Ashwini Ramaswamy has practiced the South Indian classical dance form of Bharatanatyam for over 30 years; as a founding member of Ragamala Dance Company, directed by her mother Ranee and sister Aparna, Ashwini has toured worldwide. Her choreography has been a critic's pick in The New York Times, and among the "Best of the Year" in The Washington Post, The Star Tribune, and Minnpost. Her work has been commissioned by The Liquid Music Series, The American Dance Platform, Macalester College, and The Great Northern Festival, among others; developed in residencies at the Baryshnikov Arts Center, UNC Chapel Hill, Kohler Arts Center, the National Center for Choreography, the Bogliasco Foundation (Bogliasco, Italy), and the Camargo Foundation (Cassis, France - 2023); and supported by the Minnesota State Arts Board, Metropolitan Regional Arts Council, National Dance Project, MAP Fund, South Asian Resiliency Fund, US Artists International, the Jerome Foundation and the McKnight Foundation.

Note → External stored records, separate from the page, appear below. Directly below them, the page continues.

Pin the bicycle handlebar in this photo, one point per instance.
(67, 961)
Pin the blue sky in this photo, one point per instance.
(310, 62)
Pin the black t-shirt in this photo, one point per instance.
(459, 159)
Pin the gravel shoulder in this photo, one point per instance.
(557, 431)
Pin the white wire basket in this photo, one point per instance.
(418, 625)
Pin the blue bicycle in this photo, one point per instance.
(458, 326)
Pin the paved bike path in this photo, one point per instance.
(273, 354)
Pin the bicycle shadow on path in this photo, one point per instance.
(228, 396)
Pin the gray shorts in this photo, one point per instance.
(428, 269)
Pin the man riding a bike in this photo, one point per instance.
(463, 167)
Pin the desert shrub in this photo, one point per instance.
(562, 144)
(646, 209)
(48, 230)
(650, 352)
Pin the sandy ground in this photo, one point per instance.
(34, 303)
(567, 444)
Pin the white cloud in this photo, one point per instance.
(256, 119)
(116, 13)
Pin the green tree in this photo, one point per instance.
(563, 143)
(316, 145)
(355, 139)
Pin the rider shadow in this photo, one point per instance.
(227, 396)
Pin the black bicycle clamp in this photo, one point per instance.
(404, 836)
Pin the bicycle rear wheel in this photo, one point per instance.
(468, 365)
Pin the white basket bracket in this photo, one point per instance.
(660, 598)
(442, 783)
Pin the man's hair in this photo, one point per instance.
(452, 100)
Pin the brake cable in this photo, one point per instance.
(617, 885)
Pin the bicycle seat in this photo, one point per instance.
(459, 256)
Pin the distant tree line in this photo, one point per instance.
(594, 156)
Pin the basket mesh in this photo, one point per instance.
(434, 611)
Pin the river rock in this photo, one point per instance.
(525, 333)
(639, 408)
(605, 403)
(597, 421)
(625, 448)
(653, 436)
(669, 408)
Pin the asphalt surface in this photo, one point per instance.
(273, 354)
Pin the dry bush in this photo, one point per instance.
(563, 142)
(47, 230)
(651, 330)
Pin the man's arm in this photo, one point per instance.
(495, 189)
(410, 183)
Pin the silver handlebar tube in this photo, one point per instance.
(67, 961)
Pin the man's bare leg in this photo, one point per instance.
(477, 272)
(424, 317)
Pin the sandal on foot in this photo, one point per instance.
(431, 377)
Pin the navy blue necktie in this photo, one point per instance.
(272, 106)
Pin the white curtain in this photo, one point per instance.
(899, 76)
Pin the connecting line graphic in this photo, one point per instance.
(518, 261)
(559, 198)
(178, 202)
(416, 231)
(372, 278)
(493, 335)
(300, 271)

Ragamala Dance Company is the vision of award-winning mother/daughter artists Ranee Ramaswamy and Aparna Ramaswamy. Over the last four decades, Ranee and Aparna's practice in the South Indian dance form of Bharatanatyam has shifted the trajectory of culturally rooted performing arts in the United States to create an exemplary company within the American dance landscape. Through both intimate solos and large-scale theatrical works for the stage, Ranee and Aparna empower the South Asian American experience. By engaging the dynamic tension between ancestral wisdom and creative freedom, they reveal the kindred relationship between ancient and contemporary that is urgently needed in today's world.
Featuring Aparna Ramaswamy as Principal Dancer, Ragamala has been commissioned and presented extensively throughout the U.S., India, and abroad, highlighted by the Kennedy Center (Washington, D.C.), Joyce Theater (New York), Lincoln Center (New York), Jacob's Pillow Dance Festival (MA), Walker Art Center (Minneapolis), American Dance Festival (Durham, NC), The Soraya (Southern California), Museum of Contemporary Art Chicago, International Festival of Arts & Ideas (New Haven, CT), Cal Performances (Berkeley), Arts Center at NYU Abu Dhabi (United Arab Emirates), Just Festival (Edinburgh, U.K.), Bali Arts Festival (Indonesia), Sri Krishna Gana Sabha (Chennai, India), and National Centre for Performing Arts (Mumbai, India), among others. ragamaladance.org
BroadStage gathers artists, thinkers, and audiences to celebrate our shared humanity and expand the role the arts play in the vitality of our diverse community. BroadStage is an industry-leading performing arts producer and presenter located on the Los Angeles' Westside, providing a platform for the world's most compelling artists working the theatre, dance and music, and multidisciplinary artforms. Building upon its first decade, the organization is rising to meet a rapidly evolving set of needs for artists, audiences, community and campus, with the aim to advance its role as an invaluable cultural resource and artistic ambassador for greater Los Angeles.
A beacon of Santa Monica College (SMC) - one of the country's most progressive, diverse and accessible educational institutions - BroadStage harnesses the transformative power of the performing arts as essential to well-being and society. Established in partnership with SMC in 2008, both organizations are aligned on core values of creativity, learning, and belonging. With the leadership of Artistic and Executive Director Rob Bailis, BroadStage is strengthening its impact through a new artistic vision, an expanded venue footprint, and enhanced community activation. These activities invite a deeper relationship to the artists on our stage and to the work they passionately share.